The crucial factor was the Emma Lake School, which began as a summer camp for artists on a rural Saskatchewan lake. Visiting teachers, mostly acclaimed members of the New York vanguard, brought urban insights to northern Saskatchewan — Herman Cherry (1961), Kenneth Noland (1963), Clement Greenberg (1962), Jules Olitski (1964) and Frank Stella (1967). Among them, as a student and participant, was a man from Saskatoon named William Perehudoff.

Perehudoff (1918-2013) was the child of Doukhobor parents, and tilled the family farm for most of his life. He also decided early on to become an artist of international renown. During his early years he worked through just about every art style in the western world, eventually as a student of Amedee Ozenfant in New York (1950-51). And to support himself, he worked as a commercial artist (1954-1978).

It was his meeting with the Emma Lake masters, especially critic Clement Greenberg, that led to his abrupt and permanent shift to non-objective abstraction.

Perehudoff was a laconic son of the soil, a man of few words.
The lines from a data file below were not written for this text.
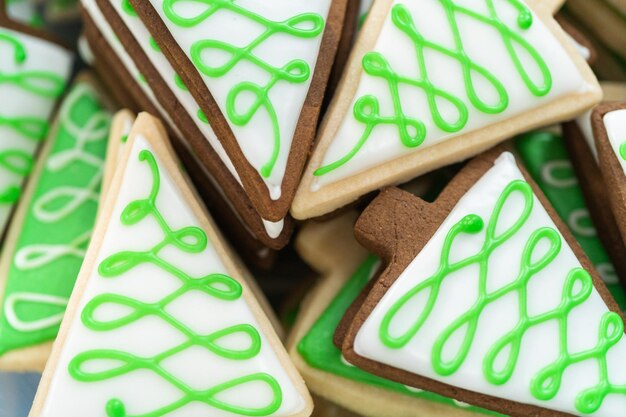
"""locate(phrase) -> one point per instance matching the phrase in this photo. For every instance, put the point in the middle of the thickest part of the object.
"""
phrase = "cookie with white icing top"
(609, 129)
(604, 20)
(435, 82)
(259, 71)
(35, 70)
(121, 125)
(122, 72)
(345, 268)
(486, 298)
(545, 157)
(49, 234)
(118, 20)
(161, 321)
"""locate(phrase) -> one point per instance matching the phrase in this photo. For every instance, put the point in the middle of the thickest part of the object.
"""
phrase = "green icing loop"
(297, 71)
(116, 363)
(57, 223)
(622, 151)
(540, 250)
(318, 350)
(412, 132)
(42, 83)
(32, 128)
(17, 162)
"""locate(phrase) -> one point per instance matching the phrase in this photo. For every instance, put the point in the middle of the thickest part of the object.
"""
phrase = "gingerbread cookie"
(154, 73)
(609, 128)
(157, 267)
(49, 234)
(416, 97)
(240, 228)
(265, 80)
(121, 125)
(35, 71)
(545, 156)
(606, 21)
(345, 269)
(581, 147)
(486, 298)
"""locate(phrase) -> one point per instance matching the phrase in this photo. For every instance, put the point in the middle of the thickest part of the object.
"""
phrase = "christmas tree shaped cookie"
(34, 72)
(253, 236)
(161, 322)
(121, 124)
(345, 269)
(49, 234)
(258, 70)
(609, 128)
(155, 73)
(434, 82)
(486, 298)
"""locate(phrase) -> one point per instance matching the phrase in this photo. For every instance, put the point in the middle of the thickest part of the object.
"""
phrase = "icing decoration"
(23, 11)
(33, 72)
(57, 226)
(318, 350)
(259, 77)
(453, 68)
(539, 335)
(615, 125)
(546, 158)
(17, 393)
(176, 85)
(220, 362)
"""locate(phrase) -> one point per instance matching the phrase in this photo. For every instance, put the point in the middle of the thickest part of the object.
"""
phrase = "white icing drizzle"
(144, 391)
(255, 138)
(273, 229)
(483, 45)
(615, 124)
(539, 346)
(36, 256)
(41, 55)
(10, 313)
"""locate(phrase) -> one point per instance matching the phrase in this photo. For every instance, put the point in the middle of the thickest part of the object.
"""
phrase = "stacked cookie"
(454, 169)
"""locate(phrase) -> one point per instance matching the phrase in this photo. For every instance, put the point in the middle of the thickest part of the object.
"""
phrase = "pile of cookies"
(430, 193)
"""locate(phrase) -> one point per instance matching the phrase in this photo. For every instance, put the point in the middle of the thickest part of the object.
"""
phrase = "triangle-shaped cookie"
(258, 70)
(35, 71)
(50, 232)
(161, 320)
(435, 82)
(486, 298)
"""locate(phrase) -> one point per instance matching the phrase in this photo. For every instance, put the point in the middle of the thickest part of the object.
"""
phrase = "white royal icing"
(256, 138)
(162, 65)
(615, 124)
(539, 347)
(41, 56)
(483, 45)
(143, 391)
(84, 50)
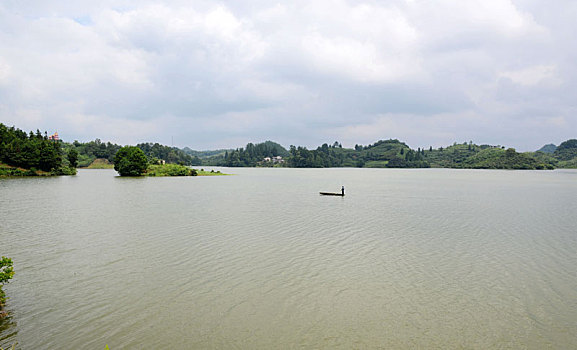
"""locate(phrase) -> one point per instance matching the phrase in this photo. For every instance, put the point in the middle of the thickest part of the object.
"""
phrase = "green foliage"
(6, 273)
(253, 155)
(73, 158)
(550, 148)
(567, 150)
(63, 170)
(29, 150)
(172, 155)
(170, 170)
(130, 161)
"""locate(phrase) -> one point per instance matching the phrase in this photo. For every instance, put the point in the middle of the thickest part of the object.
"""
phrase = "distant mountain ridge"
(550, 148)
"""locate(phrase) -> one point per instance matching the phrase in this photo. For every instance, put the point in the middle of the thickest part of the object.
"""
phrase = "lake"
(418, 258)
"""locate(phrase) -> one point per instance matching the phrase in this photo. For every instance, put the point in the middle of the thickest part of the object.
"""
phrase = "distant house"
(54, 137)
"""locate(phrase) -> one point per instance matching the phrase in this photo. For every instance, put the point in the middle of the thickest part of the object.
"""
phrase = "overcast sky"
(211, 74)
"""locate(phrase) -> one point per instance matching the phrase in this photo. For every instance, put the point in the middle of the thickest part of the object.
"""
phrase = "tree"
(73, 158)
(6, 273)
(130, 161)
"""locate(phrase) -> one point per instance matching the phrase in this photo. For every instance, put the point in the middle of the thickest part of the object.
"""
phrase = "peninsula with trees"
(31, 154)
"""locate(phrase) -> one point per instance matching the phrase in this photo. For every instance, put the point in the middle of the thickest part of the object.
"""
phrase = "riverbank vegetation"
(396, 154)
(34, 154)
(170, 170)
(6, 274)
(31, 154)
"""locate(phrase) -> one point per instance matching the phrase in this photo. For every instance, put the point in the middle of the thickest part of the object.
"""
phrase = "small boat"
(331, 194)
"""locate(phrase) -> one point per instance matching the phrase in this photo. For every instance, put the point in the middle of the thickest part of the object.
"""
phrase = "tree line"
(30, 150)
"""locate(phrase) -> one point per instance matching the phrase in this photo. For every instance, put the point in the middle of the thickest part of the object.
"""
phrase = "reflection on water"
(408, 259)
(8, 331)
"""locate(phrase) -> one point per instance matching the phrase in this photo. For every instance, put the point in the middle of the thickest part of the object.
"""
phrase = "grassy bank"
(178, 170)
(203, 172)
(11, 171)
(100, 163)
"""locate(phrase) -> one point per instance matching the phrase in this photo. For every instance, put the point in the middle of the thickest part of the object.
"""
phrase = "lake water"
(408, 259)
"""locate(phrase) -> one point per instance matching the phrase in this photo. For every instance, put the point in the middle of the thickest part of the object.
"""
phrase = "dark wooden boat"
(331, 194)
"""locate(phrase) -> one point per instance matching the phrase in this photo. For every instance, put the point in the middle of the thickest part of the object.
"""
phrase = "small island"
(131, 161)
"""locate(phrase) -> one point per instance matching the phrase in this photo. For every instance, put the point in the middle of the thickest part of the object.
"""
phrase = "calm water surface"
(431, 259)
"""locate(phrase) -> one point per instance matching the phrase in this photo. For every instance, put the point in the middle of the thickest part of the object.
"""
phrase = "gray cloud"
(222, 74)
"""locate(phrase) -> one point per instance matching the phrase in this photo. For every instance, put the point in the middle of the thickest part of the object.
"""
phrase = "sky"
(220, 74)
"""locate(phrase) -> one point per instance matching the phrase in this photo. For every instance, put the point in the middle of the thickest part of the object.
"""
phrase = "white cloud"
(216, 72)
(532, 76)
In the large volume published by Mendel Gallery in Saskatoon in 2011, Robert Christie explains that “he never expounded on art issues or theories, and his comments in the studio were usually limited to whether he thought the work was good or not, or if it was finished.” When asked about why he persisted in farming, Perehudoff replied: “You have to have something to do while you’re waiting for the paint to dry.”
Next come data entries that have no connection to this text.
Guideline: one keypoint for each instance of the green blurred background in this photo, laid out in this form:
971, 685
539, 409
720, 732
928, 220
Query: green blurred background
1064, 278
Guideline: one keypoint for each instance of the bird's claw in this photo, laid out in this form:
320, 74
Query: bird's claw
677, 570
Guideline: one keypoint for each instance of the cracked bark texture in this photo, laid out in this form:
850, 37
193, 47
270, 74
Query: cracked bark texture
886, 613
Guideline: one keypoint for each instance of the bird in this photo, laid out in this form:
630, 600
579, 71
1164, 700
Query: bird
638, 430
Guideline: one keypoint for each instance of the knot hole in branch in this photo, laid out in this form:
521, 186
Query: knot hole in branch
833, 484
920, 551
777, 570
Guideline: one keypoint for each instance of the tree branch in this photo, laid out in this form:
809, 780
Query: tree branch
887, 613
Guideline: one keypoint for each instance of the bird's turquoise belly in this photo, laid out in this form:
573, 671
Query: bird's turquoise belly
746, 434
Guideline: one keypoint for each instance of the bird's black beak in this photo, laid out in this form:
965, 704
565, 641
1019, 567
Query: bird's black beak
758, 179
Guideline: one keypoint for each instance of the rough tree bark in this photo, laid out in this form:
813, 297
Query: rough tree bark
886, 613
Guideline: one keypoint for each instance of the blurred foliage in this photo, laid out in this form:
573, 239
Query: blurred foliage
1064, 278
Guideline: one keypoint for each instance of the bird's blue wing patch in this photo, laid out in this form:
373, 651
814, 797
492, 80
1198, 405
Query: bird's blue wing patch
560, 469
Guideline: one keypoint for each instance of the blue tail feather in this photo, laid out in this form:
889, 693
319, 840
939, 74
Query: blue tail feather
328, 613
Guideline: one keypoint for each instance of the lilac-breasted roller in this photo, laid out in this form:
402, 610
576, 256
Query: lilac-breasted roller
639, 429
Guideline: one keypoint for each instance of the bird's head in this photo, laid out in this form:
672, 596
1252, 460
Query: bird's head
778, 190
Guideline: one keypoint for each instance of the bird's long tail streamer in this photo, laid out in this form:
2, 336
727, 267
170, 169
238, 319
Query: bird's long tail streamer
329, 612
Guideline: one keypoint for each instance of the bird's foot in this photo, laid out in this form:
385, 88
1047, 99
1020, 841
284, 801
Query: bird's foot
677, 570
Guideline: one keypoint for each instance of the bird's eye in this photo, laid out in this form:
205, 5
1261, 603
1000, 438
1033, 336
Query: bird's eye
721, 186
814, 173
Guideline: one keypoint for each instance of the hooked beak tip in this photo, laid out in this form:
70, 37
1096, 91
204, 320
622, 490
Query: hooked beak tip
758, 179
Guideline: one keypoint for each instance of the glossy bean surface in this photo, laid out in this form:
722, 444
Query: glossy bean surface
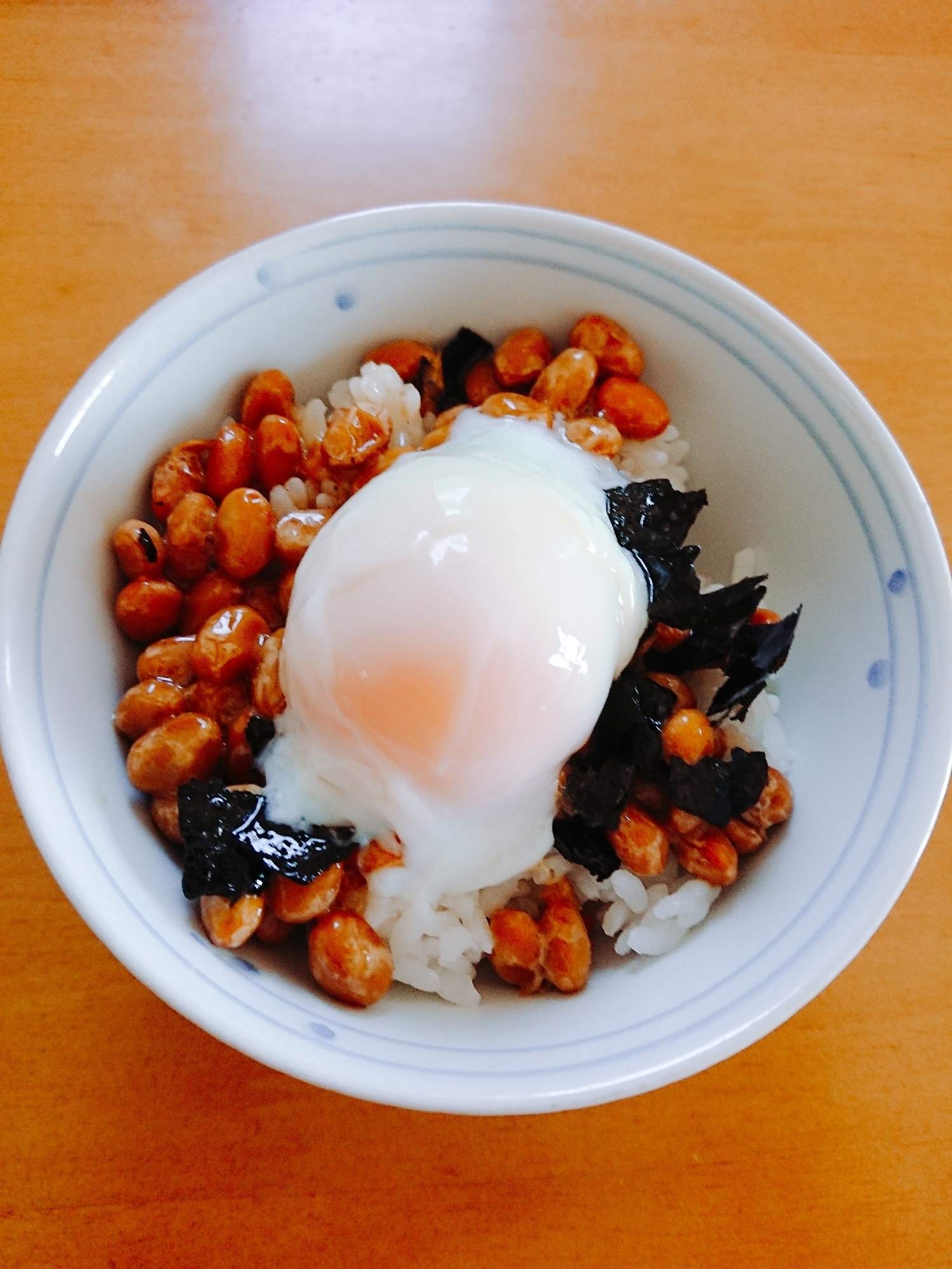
189, 536
229, 644
297, 904
146, 705
140, 550
182, 749
230, 461
244, 533
350, 960
147, 608
268, 393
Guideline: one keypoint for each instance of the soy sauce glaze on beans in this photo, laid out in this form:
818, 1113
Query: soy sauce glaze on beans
207, 589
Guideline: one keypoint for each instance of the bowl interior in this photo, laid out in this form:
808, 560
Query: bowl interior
796, 466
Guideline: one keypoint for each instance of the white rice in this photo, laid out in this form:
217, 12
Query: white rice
437, 946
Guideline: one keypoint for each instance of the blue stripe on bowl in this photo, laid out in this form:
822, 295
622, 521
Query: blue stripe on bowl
273, 278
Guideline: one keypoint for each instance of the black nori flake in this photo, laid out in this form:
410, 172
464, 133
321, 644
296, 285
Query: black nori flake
580, 845
625, 743
756, 653
655, 505
748, 780
597, 795
233, 849
149, 548
258, 733
717, 791
460, 356
702, 789
651, 519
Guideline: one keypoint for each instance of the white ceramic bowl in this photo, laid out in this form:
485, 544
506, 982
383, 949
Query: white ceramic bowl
796, 463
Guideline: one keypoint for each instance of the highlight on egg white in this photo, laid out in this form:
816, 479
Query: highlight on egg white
451, 641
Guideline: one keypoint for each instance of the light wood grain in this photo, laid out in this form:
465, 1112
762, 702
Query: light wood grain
803, 147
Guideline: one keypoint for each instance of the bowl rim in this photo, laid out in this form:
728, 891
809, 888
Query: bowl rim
94, 381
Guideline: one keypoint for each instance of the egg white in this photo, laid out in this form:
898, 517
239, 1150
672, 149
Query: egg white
452, 637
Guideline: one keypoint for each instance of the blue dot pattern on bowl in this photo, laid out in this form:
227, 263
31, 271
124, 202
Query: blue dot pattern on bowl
879, 674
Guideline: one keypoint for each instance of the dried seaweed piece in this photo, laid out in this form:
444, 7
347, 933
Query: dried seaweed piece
630, 725
626, 742
651, 519
258, 733
597, 795
460, 356
233, 849
756, 653
702, 789
748, 773
580, 845
655, 505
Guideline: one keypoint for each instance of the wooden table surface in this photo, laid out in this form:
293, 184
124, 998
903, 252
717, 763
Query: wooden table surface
804, 147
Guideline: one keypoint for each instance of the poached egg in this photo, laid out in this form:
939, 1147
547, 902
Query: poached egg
452, 636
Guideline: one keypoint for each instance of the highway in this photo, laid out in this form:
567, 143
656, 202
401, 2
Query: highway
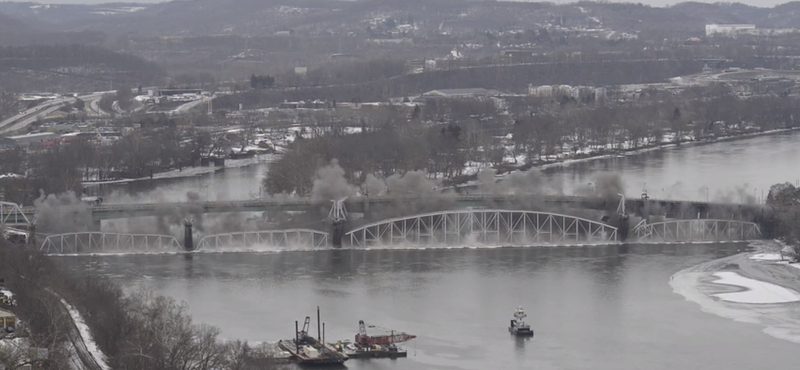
24, 119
Despite the ever-present horizon of Saskatchewan outside the home he shared with his wife, painter Dorothy Knowles, Perehudoff’s stripes are not to be interpreted as landscape elements, and his vertical lines are not to be considered as people.
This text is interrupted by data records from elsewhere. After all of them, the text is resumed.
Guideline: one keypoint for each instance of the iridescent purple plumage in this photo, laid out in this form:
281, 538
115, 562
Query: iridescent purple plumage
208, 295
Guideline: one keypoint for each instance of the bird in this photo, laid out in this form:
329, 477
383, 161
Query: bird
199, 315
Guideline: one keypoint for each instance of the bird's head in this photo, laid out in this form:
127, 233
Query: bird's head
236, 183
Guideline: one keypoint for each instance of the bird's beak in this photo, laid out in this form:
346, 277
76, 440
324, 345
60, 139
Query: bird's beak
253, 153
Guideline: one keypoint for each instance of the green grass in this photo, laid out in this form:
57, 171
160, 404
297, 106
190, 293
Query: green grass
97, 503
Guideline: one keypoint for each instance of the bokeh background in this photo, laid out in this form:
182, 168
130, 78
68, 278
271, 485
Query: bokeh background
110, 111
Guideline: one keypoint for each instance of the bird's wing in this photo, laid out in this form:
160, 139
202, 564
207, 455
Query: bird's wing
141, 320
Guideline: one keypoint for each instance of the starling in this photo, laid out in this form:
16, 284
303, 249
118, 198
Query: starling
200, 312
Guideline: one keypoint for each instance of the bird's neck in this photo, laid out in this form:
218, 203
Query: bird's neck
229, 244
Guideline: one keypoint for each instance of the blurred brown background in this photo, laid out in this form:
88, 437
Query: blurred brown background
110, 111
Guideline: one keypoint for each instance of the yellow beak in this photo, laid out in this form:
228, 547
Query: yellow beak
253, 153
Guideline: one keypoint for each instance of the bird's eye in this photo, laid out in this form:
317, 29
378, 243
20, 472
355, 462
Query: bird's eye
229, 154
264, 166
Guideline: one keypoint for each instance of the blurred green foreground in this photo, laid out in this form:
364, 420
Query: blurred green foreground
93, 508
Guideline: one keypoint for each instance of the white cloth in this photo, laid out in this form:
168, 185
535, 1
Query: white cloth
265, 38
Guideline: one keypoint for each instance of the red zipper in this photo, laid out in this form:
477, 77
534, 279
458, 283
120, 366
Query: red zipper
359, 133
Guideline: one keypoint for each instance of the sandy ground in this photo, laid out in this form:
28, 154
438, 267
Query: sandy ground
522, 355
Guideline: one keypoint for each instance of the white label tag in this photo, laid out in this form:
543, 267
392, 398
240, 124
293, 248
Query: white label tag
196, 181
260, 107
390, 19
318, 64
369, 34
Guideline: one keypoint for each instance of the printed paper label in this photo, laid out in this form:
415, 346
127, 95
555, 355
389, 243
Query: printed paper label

“Why do you have to get it?” the artist said. “Why do you have to understand it?” I guess you could just say the paintings are something to look at.

Karen Wilkin, lifelong champion of late modernism, describes this artist’s work more fulsomely, as “self-evident autonomous constructions in the language of paint.” She days they are “deliberately detached from explicit reference. Their aim is plainly not to replicate appearances but rather to stir our emotions through wordless relationships of colour, eloquent intervals, thoughtfully deployed shapes and nuanced surfaces.”

The show at Winchester Modern presents 26 original paintings, provided by the estate of the artist. Regrettably, there is far too much in the room for a proper appreciation of the subtleties of each work, and if you intend to take one of the larger pieces home you’ll need a big empty wall to receive it. That said, this is a good survey of the last 30 years of Perehudoff’s work, and you really do need to see these pieces “in the flesh” to calculate their effect.

Effect is what it’s all about. The artist tuned up his colours to concert pitch. As he said: “Let the colour come alive.” He was also fully engaged with the composition of the forms he created.

“If it has no structure, it’s not going to last. You need to simplify all the confusion. That’s what makes art.” Typically, he soaked his canvas with a varied wash of acrylic paint and laid simple forms on top, using opaque colours chosen “to create delicate, enlivening imbalances,” according to Wilkin. He resisted what he called “good design” or obviously resolved structures.

In the earliest works, short, thick brush marks are lined up like notes on the piano, their colours relating to each other with a clear analogy to music. With the invention of thick acrylic gel, he began to add texture to the marks. This led to the use of sweeps of viscous paint, creating a tonal graduation in each mark. In his later years, Perehudoff moved to a clear geometry, cutting the edge of his forms with masking tape and stacking the resulting shapes in a manner reminiscent of Kazemir Malevich, the Russian Suprematist.

But hey — I’m falling into the trap of explaining what is simply a visual generator of emotion. So go, have a look and take from it what you will. This is the real thing.

 

William Perehudoff at Winchester Modern, 758 Humboldt St., 250-386-7750 or 250-386-2773 until April 26.